When cable and satellite distributors start losing customers, they have a history of caving in. If that happens this time -- probably on the eve of the NFL season -- you can bet that NBC, ABC and Fox will all be looking for the same kind of historic increase. And Time Warner Cable will be joined by Comcast, Cox, DirecTV and even Dish Network in facing this new reality.
“Any time one of these larger networks sets the new standard in terms of pricing for their programming, the rest follow,” says Justin Nielson, an analyst for SNL Kagan. “In most cases it’s been CBS and Fox trailblazing what the rates should be and then ABC and NBC following.”
Dish, on the distribution side, has been second only to TWC in trying to hold the line, and Dish faces the next big test with the ABC/Disney channels carriage -- including the Big Kahuna of retrans deals with ESPN. The current ABC/Disney contract with Dish expires the third week of September.
In this current fight, both sides feel justified and righteous.
“In the past [CBS has] said there’s a big disconnect in terms of broadcast viewership and what cable affiliates are being paid from the operators,” says Nielson, adding: “In this case CBS is taking a kind of strong-arm approach. They are saying, We’re delivering a lot more in terms of programing and viewership, so we should be paid market rates.”
CBS likes to distinguish its content from that of cable channels like Time Warner’s TNT, which gets about $1.25 per subscriber but spends less on programming and sports rights.
“It’s perfectly reasonable for CBS to be getting considerably more retransmission money than TNT,” says Dennis Wharton, spokesman for the National Association of Broadcasters, which represents the broadcast networks. “CBS runs first-run programming, and TNT essentially re-runs shows from CBS and other broadcasters much of the time.”
Time Warner Cable won’t comment, but the company’s spokesperson has said the CBS demands are outrageous. In its view, CBS already has a financial buffer because it can use the free government-provided spectrum to reach audiences who don’t subscribe to cable.

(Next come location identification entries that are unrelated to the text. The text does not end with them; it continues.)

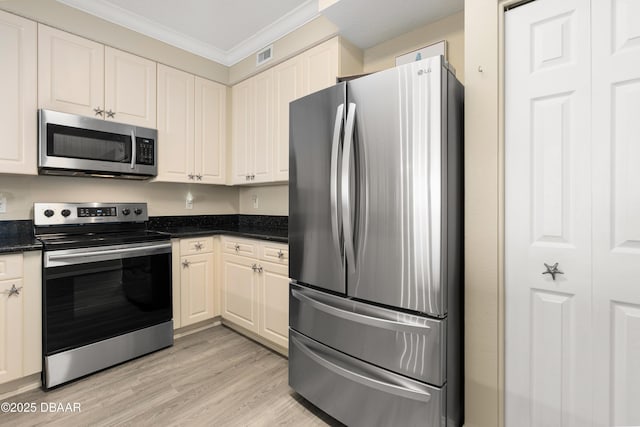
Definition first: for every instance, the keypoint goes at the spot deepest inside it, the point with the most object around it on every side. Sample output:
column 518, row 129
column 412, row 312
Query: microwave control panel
column 145, row 151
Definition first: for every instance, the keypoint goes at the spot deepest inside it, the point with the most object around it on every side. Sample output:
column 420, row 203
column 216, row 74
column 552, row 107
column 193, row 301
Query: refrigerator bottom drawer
column 357, row 393
column 413, row 346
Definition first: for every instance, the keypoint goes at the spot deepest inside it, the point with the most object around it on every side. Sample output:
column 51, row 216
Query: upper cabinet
column 261, row 108
column 79, row 76
column 129, row 88
column 18, row 103
column 191, row 128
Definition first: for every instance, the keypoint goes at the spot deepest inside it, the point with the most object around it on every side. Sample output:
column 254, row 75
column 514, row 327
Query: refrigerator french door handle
column 375, row 381
column 335, row 147
column 346, row 197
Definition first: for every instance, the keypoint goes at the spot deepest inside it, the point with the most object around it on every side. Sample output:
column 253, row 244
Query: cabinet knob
column 13, row 291
column 552, row 270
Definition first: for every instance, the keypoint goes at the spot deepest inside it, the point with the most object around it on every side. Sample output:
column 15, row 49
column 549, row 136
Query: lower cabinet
column 240, row 291
column 196, row 288
column 195, row 284
column 255, row 292
column 20, row 314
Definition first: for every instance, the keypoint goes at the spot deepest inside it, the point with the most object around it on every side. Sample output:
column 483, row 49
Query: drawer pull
column 13, row 291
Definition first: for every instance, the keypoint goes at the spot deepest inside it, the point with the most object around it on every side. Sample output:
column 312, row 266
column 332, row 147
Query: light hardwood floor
column 214, row 377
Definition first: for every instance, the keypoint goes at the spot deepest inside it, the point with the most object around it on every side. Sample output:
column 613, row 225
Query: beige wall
column 69, row 19
column 310, row 34
column 162, row 198
column 272, row 200
column 484, row 364
column 451, row 28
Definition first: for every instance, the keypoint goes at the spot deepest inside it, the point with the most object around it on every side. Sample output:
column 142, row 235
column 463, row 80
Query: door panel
column 175, row 124
column 616, row 211
column 547, row 214
column 240, row 294
column 397, row 203
column 70, row 72
column 315, row 251
column 18, row 86
column 130, row 88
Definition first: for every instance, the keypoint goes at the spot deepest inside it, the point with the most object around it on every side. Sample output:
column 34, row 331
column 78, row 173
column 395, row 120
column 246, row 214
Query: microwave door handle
column 133, row 149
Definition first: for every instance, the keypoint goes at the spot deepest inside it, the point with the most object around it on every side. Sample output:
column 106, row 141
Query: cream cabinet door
column 18, row 103
column 243, row 102
column 287, row 86
column 129, row 88
column 175, row 125
column 321, row 66
column 210, row 135
column 196, row 288
column 261, row 149
column 70, row 73
column 240, row 292
column 11, row 329
column 274, row 303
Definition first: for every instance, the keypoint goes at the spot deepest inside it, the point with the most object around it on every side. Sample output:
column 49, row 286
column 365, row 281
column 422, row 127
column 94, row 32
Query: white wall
column 162, row 198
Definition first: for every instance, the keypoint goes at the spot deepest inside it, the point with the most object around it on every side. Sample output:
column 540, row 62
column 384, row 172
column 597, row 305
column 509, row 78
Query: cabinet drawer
column 274, row 253
column 196, row 246
column 240, row 247
column 10, row 266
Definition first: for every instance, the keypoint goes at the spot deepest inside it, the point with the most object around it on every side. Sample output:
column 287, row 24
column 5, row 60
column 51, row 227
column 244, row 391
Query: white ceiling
column 227, row 31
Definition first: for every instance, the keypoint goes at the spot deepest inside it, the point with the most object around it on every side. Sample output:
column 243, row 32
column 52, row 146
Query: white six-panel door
column 572, row 189
column 547, row 94
column 615, row 128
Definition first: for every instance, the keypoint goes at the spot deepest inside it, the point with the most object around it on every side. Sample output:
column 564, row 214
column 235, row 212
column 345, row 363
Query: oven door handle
column 56, row 260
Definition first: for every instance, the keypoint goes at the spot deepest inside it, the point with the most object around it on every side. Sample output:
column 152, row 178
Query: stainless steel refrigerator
column 375, row 247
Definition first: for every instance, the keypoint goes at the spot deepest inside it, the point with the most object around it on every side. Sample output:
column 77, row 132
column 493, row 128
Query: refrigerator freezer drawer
column 359, row 394
column 410, row 345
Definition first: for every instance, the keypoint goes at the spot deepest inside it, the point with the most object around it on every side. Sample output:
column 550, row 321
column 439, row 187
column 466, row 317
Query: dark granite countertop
column 264, row 227
column 17, row 236
column 250, row 232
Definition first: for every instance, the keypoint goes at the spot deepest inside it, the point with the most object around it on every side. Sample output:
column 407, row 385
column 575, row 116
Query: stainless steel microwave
column 69, row 144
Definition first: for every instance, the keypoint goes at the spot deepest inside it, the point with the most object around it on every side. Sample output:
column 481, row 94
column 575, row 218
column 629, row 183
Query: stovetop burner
column 84, row 225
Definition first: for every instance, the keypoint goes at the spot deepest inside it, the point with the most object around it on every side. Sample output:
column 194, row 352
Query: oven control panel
column 88, row 213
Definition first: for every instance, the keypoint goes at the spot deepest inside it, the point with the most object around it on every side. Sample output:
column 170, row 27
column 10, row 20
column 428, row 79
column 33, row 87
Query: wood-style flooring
column 214, row 377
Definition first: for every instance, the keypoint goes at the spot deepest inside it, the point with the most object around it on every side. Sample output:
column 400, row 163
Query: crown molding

That is why CBS shouldn’t get as much as a dedicated cable channel, TWC maintains.
TWC is also aware the industry is watching. Just before the blackout started on Aug. 2, a spokesperson said: “We’re not the only ones -- everyone is having these problems. The truth is literally every other distributor, whether cable, satellite or telco, has acknowledged the problems created by programmers’ rising costs.”
It’s hard to cry for either side. Both CBS and TWC are hugely profitable, and the current fight is more about what might happen than what is happening. According to figures compiled by Kagan, in 2011, total broadcast retransmission fees were only about $1.76 billion, while cable channels were paid around $27 billion in the same year.

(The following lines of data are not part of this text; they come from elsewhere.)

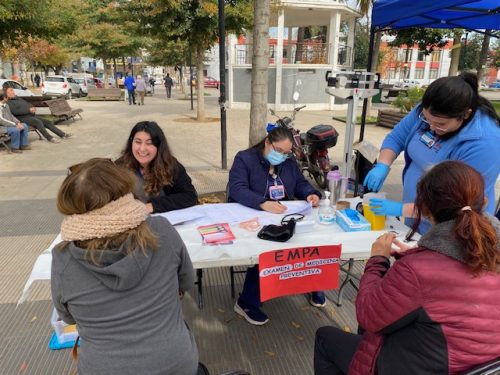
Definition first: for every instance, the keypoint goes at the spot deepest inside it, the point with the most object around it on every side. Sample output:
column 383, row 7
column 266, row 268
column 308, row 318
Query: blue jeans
column 131, row 96
column 18, row 138
column 250, row 295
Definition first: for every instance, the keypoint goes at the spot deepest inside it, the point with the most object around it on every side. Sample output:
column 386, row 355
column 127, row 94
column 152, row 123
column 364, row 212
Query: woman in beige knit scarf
column 118, row 275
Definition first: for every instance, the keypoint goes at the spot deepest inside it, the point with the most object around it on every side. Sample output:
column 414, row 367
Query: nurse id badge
column 428, row 139
column 277, row 192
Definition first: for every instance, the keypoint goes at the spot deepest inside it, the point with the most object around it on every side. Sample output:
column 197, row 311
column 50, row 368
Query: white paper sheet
column 183, row 216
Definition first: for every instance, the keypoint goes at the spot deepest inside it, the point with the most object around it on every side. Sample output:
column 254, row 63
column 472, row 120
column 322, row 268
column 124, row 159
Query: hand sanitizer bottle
column 326, row 213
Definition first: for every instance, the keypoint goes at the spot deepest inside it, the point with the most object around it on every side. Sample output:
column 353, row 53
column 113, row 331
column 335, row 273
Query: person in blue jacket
column 453, row 122
column 260, row 177
column 130, row 85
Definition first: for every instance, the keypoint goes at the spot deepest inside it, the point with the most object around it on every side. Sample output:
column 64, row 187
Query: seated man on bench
column 27, row 113
column 17, row 131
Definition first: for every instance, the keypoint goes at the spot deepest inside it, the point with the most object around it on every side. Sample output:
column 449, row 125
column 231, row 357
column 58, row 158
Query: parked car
column 19, row 89
column 85, row 81
column 494, row 85
column 98, row 83
column 61, row 85
column 207, row 82
column 211, row 82
column 406, row 83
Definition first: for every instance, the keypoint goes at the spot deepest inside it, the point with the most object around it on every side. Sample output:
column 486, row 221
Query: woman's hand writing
column 382, row 246
column 313, row 199
column 274, row 207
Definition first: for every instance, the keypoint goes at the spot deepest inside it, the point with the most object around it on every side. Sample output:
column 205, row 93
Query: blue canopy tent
column 437, row 14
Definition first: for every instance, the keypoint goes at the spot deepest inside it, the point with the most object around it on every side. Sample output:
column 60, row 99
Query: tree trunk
column 105, row 76
column 200, row 79
column 455, row 53
column 300, row 45
column 115, row 77
column 483, row 56
column 260, row 62
column 376, row 47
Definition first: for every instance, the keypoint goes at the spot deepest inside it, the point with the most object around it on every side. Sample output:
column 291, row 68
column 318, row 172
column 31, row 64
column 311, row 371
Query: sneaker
column 253, row 315
column 318, row 299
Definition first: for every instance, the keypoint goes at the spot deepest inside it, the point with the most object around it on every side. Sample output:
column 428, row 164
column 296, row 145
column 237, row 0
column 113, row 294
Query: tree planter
column 389, row 119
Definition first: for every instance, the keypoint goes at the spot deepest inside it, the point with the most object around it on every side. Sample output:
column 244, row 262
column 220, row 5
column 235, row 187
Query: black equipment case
column 322, row 136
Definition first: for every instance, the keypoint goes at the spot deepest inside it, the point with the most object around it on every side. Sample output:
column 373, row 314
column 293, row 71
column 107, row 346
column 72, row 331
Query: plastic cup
column 377, row 222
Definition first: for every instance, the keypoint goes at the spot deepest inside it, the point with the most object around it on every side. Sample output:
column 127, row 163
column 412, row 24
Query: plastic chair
column 489, row 368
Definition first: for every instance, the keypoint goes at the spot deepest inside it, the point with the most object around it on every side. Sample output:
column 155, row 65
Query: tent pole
column 368, row 68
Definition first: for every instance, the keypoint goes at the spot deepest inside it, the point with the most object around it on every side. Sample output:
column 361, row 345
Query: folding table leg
column 348, row 279
column 231, row 272
column 199, row 283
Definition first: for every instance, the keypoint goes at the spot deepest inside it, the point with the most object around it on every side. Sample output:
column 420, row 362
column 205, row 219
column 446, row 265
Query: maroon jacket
column 427, row 314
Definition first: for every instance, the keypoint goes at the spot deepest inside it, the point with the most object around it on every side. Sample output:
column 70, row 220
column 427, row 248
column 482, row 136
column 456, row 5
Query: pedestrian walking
column 140, row 87
column 168, row 85
column 130, row 85
column 152, row 82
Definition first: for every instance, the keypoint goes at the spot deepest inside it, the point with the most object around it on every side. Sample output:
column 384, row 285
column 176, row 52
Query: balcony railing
column 296, row 53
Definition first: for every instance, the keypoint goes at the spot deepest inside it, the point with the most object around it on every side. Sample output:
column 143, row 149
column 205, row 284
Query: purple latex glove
column 376, row 177
column 385, row 207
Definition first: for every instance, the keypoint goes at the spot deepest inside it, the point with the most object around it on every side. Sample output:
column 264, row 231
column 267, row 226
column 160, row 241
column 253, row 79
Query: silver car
column 19, row 89
column 61, row 85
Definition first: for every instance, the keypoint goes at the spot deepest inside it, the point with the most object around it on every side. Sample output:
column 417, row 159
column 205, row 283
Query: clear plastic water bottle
column 326, row 213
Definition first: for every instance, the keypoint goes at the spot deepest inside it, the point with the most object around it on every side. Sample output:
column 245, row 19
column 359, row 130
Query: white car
column 61, row 85
column 406, row 83
column 19, row 89
column 85, row 81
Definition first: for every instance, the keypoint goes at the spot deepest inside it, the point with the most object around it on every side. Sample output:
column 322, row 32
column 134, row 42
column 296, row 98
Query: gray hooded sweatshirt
column 127, row 310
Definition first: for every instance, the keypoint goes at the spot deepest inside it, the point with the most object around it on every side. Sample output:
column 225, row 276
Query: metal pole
column 222, row 85
column 368, row 68
column 464, row 56
column 191, row 78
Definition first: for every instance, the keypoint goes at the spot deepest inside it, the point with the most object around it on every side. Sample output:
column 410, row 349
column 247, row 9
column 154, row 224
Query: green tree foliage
column 470, row 53
column 426, row 39
column 194, row 21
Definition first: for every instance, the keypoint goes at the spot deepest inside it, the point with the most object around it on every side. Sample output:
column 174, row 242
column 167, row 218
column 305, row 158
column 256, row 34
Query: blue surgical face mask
column 275, row 158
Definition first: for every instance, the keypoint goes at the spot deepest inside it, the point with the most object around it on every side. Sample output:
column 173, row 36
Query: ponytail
column 479, row 239
column 453, row 96
column 452, row 190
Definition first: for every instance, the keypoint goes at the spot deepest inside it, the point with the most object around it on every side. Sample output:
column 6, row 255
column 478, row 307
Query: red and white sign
column 298, row 270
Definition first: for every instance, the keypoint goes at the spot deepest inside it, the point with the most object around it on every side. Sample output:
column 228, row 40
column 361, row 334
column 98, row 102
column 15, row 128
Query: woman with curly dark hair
column 435, row 310
column 163, row 183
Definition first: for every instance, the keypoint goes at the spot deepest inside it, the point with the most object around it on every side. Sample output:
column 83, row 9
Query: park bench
column 61, row 109
column 104, row 94
column 389, row 119
column 4, row 138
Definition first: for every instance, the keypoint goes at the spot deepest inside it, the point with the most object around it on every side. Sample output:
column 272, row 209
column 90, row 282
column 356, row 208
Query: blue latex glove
column 385, row 207
column 376, row 177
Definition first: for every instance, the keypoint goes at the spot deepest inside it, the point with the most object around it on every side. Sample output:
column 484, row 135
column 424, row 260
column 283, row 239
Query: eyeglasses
column 75, row 167
column 288, row 154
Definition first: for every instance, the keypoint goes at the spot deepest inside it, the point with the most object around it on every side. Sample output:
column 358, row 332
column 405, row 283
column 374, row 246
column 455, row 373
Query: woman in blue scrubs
column 453, row 122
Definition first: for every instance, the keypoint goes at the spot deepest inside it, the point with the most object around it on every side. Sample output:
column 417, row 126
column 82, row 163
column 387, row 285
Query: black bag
column 280, row 233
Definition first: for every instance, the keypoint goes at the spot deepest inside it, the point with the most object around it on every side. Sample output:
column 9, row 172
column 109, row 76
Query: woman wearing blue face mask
column 260, row 177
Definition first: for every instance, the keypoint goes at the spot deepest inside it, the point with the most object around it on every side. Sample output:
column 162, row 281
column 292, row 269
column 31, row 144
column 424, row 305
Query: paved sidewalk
column 29, row 183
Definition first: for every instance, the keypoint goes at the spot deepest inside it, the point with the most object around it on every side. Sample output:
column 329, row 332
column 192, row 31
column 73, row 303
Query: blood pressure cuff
column 279, row 233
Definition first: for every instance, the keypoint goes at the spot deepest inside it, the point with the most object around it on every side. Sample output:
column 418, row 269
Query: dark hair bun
column 471, row 79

There is ample reason to believe TWC itself has already accepted that it will have to fork over a big increase. Negotiations are said to have stalled on other issues, such as the value and use of digital rights. Under the old contract, TWC maintained video on demand rights but not TV Everywhere and other digital rights that have emerged since the last deal.

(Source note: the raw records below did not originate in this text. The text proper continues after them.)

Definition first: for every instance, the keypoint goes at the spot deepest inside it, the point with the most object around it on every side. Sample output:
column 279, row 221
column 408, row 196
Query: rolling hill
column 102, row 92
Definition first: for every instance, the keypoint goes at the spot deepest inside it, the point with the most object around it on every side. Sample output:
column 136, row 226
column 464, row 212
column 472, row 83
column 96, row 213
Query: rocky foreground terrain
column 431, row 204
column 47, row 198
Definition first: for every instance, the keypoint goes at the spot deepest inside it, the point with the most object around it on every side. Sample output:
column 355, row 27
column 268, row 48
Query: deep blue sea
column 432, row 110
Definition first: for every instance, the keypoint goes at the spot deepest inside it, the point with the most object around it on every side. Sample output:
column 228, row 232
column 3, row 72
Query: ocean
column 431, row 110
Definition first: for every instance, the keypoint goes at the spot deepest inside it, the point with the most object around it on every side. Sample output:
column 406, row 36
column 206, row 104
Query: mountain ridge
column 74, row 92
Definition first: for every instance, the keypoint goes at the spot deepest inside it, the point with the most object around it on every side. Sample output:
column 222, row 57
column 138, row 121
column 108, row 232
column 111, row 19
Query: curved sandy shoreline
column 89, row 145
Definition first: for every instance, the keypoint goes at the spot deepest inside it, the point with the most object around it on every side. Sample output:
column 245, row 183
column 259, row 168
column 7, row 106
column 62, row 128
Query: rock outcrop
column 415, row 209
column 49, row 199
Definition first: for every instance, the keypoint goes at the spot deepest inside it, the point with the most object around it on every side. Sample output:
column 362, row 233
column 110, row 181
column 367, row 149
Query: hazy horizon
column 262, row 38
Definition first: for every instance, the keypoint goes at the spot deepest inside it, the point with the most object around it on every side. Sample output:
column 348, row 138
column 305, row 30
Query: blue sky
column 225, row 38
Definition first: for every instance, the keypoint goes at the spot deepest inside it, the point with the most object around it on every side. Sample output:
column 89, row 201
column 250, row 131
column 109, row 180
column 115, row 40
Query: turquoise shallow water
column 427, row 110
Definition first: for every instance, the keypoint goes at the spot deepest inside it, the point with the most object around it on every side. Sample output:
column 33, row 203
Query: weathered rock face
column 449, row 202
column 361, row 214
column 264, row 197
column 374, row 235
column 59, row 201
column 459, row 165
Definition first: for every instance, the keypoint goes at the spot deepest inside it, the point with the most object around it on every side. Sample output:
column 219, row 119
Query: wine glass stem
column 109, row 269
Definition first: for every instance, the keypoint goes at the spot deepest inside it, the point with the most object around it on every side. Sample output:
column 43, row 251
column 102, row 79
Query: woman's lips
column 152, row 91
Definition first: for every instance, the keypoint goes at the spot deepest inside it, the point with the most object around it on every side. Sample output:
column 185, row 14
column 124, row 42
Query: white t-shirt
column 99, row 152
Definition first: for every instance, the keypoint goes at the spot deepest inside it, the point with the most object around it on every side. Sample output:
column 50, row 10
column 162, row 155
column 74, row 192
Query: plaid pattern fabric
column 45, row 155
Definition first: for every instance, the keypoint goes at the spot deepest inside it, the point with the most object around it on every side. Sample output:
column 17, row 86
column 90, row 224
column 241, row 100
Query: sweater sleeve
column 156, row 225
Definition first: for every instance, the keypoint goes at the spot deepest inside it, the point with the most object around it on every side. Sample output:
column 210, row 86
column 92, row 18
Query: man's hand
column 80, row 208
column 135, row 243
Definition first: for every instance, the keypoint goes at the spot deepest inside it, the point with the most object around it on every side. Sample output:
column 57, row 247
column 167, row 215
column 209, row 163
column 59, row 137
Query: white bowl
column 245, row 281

An Aug. 5 letter from TWC CEO Glenn Britt included an offer to let CBS channels (including Showtime, The Movie Channel and local channels in New York and Los Angeles) be sold a la carte -- one at a time -- but there was something else in there that is much more important. “In the interests of getting CBS back on our cable systems,” wrote Britt, TWC will “reluctantly” agree to “the new economics” hammered out in the negotiations.
CBS dismissed the letter as a public relations stunt. But the message was clear -- in the end TWC will pay what it must, even if it isn’t happy about it.
As negotiations have dragged on, interest groups have jumped on competing bandwagons.
A bevy of “public interest” groups are pushing for a la carte pricing, though it’s not clear that would alleviate the high cost of cable and satellite. Plus, there is little political appetite to push proposed a la carte legislation through Congress. And there is a practical problem: All the current contracts between distributors and content owners essentially prohibit a switch to a la carte, so it would take years just to unravel the complications.
By the time the first pass is thrown in a regular-season NFL game, it is likely the CBS-TWC brouhaha will be an unpleasant memory. But the lingering effect will continue to be felt in distributors' profits and in customers' bills.